However, Mr Dahiya said he worried whether parts of his team would turn complacent and lackadaisical. Sometimes you think you have won when the race is not over, he said.
“Once you are past the struggling phase, you emerge a different person overcoming your fears and you can look at the future differently,” the chief executive added.
Asked what drives him every morning, Mr Dahiya said: “Very few people have an opportunity to make an impact. That possibility is what drives me.”
Talking about the disrupters to watch for, he said the role of technology is passé in every market segment and this is the age of data.
“You need to leverage data to create a differentiating factor. Consumers tell insurance companies so much about themselves.

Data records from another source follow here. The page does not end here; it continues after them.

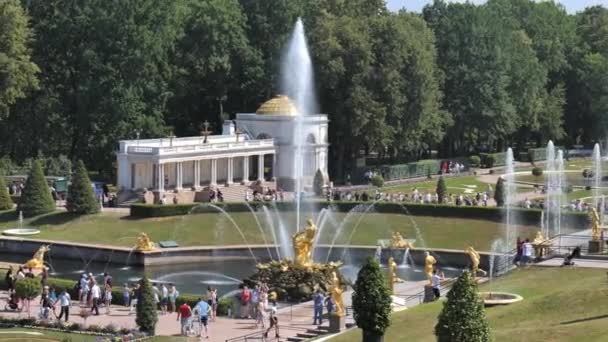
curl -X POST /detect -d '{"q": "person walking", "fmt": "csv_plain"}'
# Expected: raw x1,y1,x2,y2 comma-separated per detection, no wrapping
241,286,251,318
312,289,325,325
57,289,71,322
431,269,441,300
91,281,101,316
264,306,280,339
103,283,112,315
160,284,169,315
122,283,131,308
194,298,211,338
521,239,534,265
169,284,179,312
177,302,192,336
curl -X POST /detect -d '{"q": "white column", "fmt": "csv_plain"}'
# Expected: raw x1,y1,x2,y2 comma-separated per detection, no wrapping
156,163,165,192
243,156,249,185
175,162,183,190
226,157,234,184
211,159,217,185
192,160,201,189
258,154,264,181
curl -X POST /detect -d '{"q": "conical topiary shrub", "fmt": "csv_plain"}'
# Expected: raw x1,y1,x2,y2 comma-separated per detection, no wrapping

Since we are data-rich, it’s fairly straightforward to analyse that data,” Policybazaar’s chief executive said.
The insurance aggregator plans to house its tech and data analytics businesses in the UAE — where it has been operating for the past four years — and use it as a hub “because the ease of doing business here is very good”, Mr Dahiya said.
“We want to help other insurance players to leverage this data. That’s how we plan to go international.”
There is a deep need for insurance in India, unlike Europe, where social security is already very strong, he said.
Providing that type of aspirational social security will not be realistically possible for the government in a country as vast as India in a meaningful time frame of 10 to 15 years, Mr Dahiya added.
“Consumers’ engagement with insurance is very low. That is reflected in the lower penetration levels and not-so-great products being sold,” he said.
“Since consumers spend a lot of money on insurance, they would do well to research it a bit more and buy products that really add value to them. The campaigns we have been running for the past 13 to 14 years are geared towards increasing consumer awareness and encouraging them to buy the right product after doing extensive research.”
Policybazaar is growing “like we were when we were a baby company”, the founder said. The insurance aggregator accounts for about 10 per cent of health insurance business in India and about 25 to 30 per cent of life insurance business, he added.
“Our health insurance market share is probably growing at 3 per cent to 4 per cent every year,” Mr Dahiya said.